Feng Ju1†
Cunquan Xiong
Guanghua Zhai- 1Department of Laboratory Medicine, The Yangzhou University Jianhu Clinical College, Jianhu, China
- 2Department of Infectious Diseases, The Second People’s Hospital of Yancheng City, Yancheng, China
- 3Department of Clinical Laboratory, The Affiliated Suzhou Hospital of Nanjing Medical University, Suzhou Municipal Hospital, Gusu School, Nanjing Medical University, Suzhou, Jiangsu, China
- 4College of Pharmacy, Jiangsu Vocational College Medicine, Yancheng, Jiangsu, China
Primary liver cancer is one of the most common malignant tumors in China. The vast majority of primary liver cancer are hepatocellular carcinoma. Due to its high incidence and mortality from HCC, HCC has always been a feared type of cancer. Liver transplantation, as one of the important means to treat advanced liver cancer, has brought new hope to patients. However, as patients have been in a state of immunosuppression after liver transplantation, these patients face new problems of HCC recurrence and metastasis. A increasing number of studies have proved that blocking the PD-1/PD-L1 signaling pathway and restoring the immune killing inhibition of T cells can produce better therapeutic effects on tumors and chronic infectious diseases. As a promising treatment in the field of tumor immunotherapy, PD-1/PD-L1 inhibitors have achieved important results in liver cancer patients, but their application in liver transplantation patients is still highly controversial. This paper will introduce the mechanism of action of PD-1/PD-L1 signaling pathway and the current basic and clinical studies of PD-1/PD-L1 signaling pathway associated with immune response in HCC transplantation.
Introduction
Primary liver cancer (hereinafter referred to as liver cancer) is one of the most common malignant tumors in China, and its incidence and fatality rate are among the forefront of malignant tumors in China (1–3). Liver transplantation, as one of the radical means to treat liver cancer, has brought new hope for liver cancer patients (4–6). At present, the number of liver cancer patients accounts for nearly half of the total liver transplant cases in China, much higher than that in other countries (7–12).

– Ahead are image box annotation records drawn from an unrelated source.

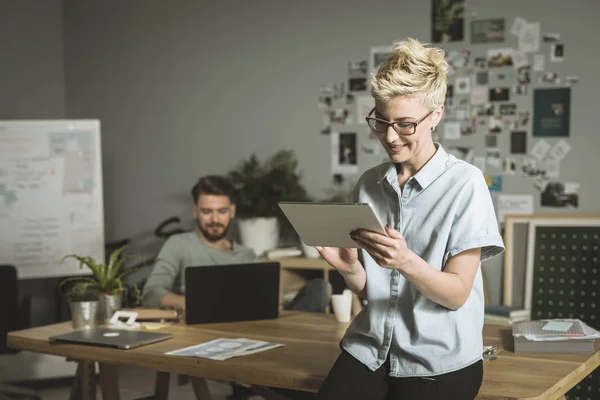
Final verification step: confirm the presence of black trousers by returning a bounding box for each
[317,351,483,400]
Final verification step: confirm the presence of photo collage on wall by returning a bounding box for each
[432,0,580,217]
[318,0,580,214]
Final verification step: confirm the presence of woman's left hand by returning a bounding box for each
[350,225,414,272]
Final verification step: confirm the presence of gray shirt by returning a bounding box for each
[142,232,257,307]
[342,143,504,377]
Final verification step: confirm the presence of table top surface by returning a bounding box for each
[8,311,600,400]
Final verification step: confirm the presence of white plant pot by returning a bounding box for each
[238,217,279,257]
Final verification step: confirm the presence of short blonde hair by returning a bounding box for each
[371,38,448,108]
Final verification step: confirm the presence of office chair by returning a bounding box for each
[0,265,41,400]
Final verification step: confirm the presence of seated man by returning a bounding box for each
[142,175,331,400]
[142,175,331,312]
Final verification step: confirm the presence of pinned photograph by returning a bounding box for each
[348,78,367,92]
[533,54,546,72]
[533,88,571,136]
[490,115,502,133]
[504,157,517,175]
[477,103,495,117]
[538,72,560,85]
[517,65,531,85]
[512,85,529,96]
[519,22,541,53]
[348,60,369,77]
[369,46,394,73]
[471,18,504,44]
[565,75,579,85]
[549,139,571,161]
[490,88,510,101]
[444,121,460,140]
[513,51,529,69]
[540,181,580,208]
[543,33,560,43]
[475,71,489,86]
[473,157,485,172]
[318,85,333,109]
[454,76,471,94]
[431,0,465,43]
[519,111,529,126]
[473,57,487,69]
[354,96,375,125]
[510,131,527,154]
[500,104,517,115]
[331,132,358,174]
[521,157,546,178]
[531,139,552,161]
[445,49,471,71]
[550,43,565,62]
[546,160,560,178]
[487,48,515,68]
[448,146,473,164]
[329,108,351,124]
[510,17,527,36]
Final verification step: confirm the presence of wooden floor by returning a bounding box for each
[2,367,263,400]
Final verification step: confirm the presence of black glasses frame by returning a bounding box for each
[365,107,435,136]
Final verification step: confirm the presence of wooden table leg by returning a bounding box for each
[69,362,83,400]
[99,363,119,400]
[191,376,213,400]
[154,371,171,400]
[71,361,96,400]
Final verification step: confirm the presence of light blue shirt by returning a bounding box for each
[342,143,504,377]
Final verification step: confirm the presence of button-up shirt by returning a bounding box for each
[342,143,504,377]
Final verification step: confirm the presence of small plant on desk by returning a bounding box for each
[59,245,146,317]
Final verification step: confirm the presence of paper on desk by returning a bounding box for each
[165,338,283,361]
[523,319,600,342]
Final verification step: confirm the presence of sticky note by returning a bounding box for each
[542,321,573,332]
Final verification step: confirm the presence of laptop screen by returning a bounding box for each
[185,262,280,325]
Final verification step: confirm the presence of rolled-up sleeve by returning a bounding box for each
[446,169,504,261]
[142,239,181,307]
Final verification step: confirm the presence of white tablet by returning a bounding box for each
[279,201,387,248]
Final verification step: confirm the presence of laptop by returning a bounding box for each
[49,327,173,349]
[185,262,281,325]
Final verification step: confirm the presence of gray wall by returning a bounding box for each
[0,0,600,306]
[0,0,65,119]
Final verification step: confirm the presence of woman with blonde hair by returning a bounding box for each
[317,38,504,400]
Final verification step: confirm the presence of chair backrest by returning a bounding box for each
[0,265,20,354]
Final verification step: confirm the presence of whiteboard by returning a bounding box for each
[0,120,104,279]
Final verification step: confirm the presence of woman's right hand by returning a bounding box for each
[315,246,362,275]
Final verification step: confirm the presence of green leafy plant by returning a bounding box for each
[433,0,465,40]
[59,245,146,304]
[228,150,310,218]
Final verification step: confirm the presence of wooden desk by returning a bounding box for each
[8,312,600,400]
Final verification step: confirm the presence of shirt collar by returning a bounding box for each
[378,142,448,189]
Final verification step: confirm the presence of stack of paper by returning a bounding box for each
[513,319,600,353]
[165,338,283,361]
[484,306,531,326]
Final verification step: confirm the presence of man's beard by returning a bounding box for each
[196,220,231,242]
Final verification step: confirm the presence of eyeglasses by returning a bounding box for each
[366,107,434,136]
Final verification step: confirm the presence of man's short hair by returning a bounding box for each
[192,175,235,204]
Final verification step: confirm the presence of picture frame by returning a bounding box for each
[525,215,600,312]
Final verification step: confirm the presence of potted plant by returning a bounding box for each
[59,246,145,324]
[228,150,309,256]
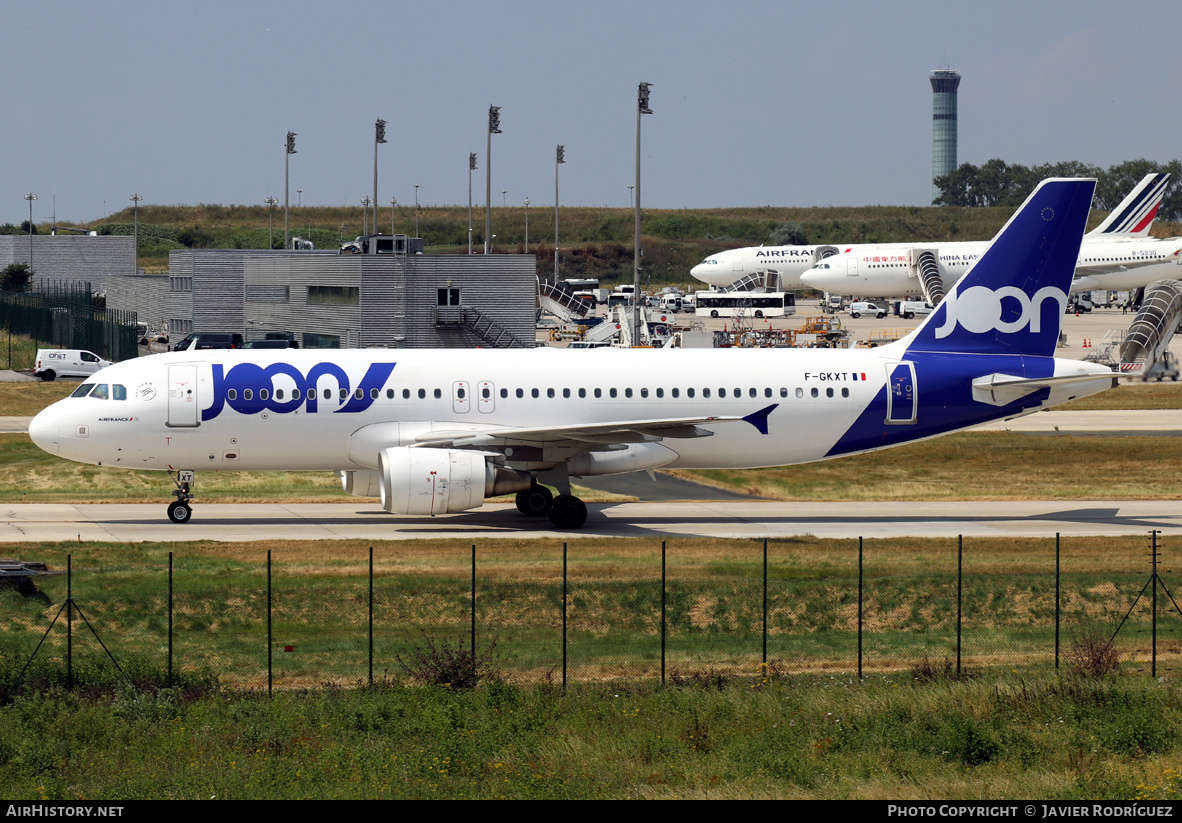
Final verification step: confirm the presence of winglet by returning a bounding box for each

However, the five-year survival rate of liver cancer and liver transplantation was only 46.8%, and the five-year cumulative recurrence rate was 36.7% (13, 14). Because the patients are in a state of immunosuppression after liver transplantation, once liver cancer recurrence, the tumor will grow rapidly and have multiple organ metastasis (15). The recurrence and metastasis of HCC has become the most important factor affecting the efficacy of liver transplantation (16). Several transplantation centers have used sorafenib for the treatment of liver recurrence after liver transplantation, effectively improving the tumor survival rate of patients (17). Tumor immunotherapy is one of the most promising and important achievements in the field of cancer therapy in the 21st century (18). As a star drug in the field, programmed. death receptor inhibitors provides a new treatment option for patients with new treatment options (19).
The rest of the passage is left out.